3000 year old sketches and "Lens Drawing"

Ostracon with a portrait of Ramses VI, New Kingdom, 20th Dynasty, 1143 to 1136 B.C.

There is a fascinating exhibition at the Louvre right now called "The Art of Outline: Drawing in Ancient Egypt."  Fascinating because the exhibition presents, amongst finely carved reliefs and superbly preserved papyrus manuscripts, fragments of limestone on which the artists of ancient Egypt had sketched and drawn.  Some of these drawings are finely done, with exquisite modeling, as the portrait of Ramses VI above.  

Ostracon with figure: the gracious musician frontally presented, New Kingdom, 19th Dynasty, 1295-1186 B.C.  From Deir el-Medina

Others, like the Ostracon above showing a musician, do not seem to have been drawn for an official or commissioned purpose.  Strikingly, the dancer is presented frontally rather than in profile.  One imagines the artist simply drawing for his own pleasure on a piece of limestone, his idea of a sinuous and graceful nude musician,  and enjoying the process that all draughtsmen learn to love--the power of capturing with the most simple of utensils, in black and white, or shades of gray, an idea, an image, on a flat surface.  We will call this activity drawing.  


Ostracon with sketches of quail chicks and lion


What is so touching for me about the exhibition is that drawing as such is at times an ephemeral activity, often done on scraps of paper, and often not meant to be preserved nor be seen by others, let alone by people far away three thousand years later.  And here before our eyes, are sketches done over three thousand years ago in the deserts of Egypt.  In the putting down of a line, in the conjuring of a drawn symbol or representation, these drawings time travel to our own time, to the same process that go through our minds each time we ourselves draw and put on paper an idea with our pens and pencils.

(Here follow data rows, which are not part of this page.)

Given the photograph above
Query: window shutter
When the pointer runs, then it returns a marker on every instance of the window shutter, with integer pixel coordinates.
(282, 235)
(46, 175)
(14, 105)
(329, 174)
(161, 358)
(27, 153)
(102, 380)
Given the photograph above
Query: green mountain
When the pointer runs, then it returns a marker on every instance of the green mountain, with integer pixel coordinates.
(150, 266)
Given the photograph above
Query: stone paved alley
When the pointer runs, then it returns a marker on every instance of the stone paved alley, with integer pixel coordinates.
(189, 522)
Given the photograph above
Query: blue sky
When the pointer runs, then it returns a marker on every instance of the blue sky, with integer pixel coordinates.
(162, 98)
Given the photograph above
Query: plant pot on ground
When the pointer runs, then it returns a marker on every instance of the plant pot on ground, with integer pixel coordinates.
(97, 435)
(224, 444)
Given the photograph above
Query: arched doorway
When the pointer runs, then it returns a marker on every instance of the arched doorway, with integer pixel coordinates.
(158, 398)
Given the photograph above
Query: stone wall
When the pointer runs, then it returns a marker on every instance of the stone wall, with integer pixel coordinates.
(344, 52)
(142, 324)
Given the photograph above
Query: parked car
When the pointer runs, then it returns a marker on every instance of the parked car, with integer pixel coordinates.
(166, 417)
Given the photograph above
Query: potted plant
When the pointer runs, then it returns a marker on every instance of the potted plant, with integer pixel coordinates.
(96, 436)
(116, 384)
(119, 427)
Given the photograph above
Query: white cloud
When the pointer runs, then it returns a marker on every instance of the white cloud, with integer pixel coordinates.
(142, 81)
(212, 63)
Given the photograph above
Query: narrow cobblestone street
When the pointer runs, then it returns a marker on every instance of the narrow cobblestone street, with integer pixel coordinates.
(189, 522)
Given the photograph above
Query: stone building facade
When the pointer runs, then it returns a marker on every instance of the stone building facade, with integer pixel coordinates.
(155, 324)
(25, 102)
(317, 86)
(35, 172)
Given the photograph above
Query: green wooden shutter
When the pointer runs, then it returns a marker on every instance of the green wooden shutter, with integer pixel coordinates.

So it was with a bit of confusion this afternoon when I stumbled into the Marian Goodman Gallery here in Paris, where a new show of photography, curated by Jens Hoffman, was opening.  The show is called "Lens Drawing"; this title put me in a reflective mood.  There were many fine photographs in the show, and there were many vitrines of antique cameras on view.  The anachronism that I felt was the lingering question of why one would try to equate photography with drawing, however casually.  

Though I would never call myself a "photographer,"I take many photographs and I enjoy looking at photographs, and as all art school graduates, I have taken the requisite courses in photography.  With that said, I must insist that there are very different processes and faculties involved in the two practices, photography is not drawing, nor vice versa, no matter what the final result looks like.  I have the doubtful sense that the equation of photography to drawing, or to painting for that matter, only describes a certain impoverishment in our conception of what photography could or should be.  If we had no uneasiness with the practice of photography, then we would simply call photography photography.  Why would we want to say that it is anything else?  Musicians are musicians and artists are artists, of course, but one would never say that the practice of a pianist is the same as that of a drummer.  This mélange de genre, so common in contemporary art, brings me back to Baudelaire.

In his critique of the Salon of 1859, Baudelaire reviewed two sculptures done by a M. Butté, where he decries the sculpted panoramic environments depicting The Tower of Babel and The Flood.  Baudelaire writes that however imaginative and ingenuous the work, these pieces remind him of window decorations at the patisserie, or of joujoux
". . . one of the greatest vices of the spirit . . . is the opinionated disobedience to the constitutive rules of an art.  Even if one would suppose that this work has the most beautiful qualities, what can counter-balance such an enormous fault?  Which healthy mind can conceive without horror a painting done in relief, a sculpture that agitates by mechanics, an ode without rhyme, a novel in verse, etc.? When the natural goals of an art is not understood, it is natural to call in reinforcements from means that are foreign to this art." (My translation and underlining)
The formalist and purist that is Baudelaire seems to have been forgotten by the many who cite him as the scribe of modern art.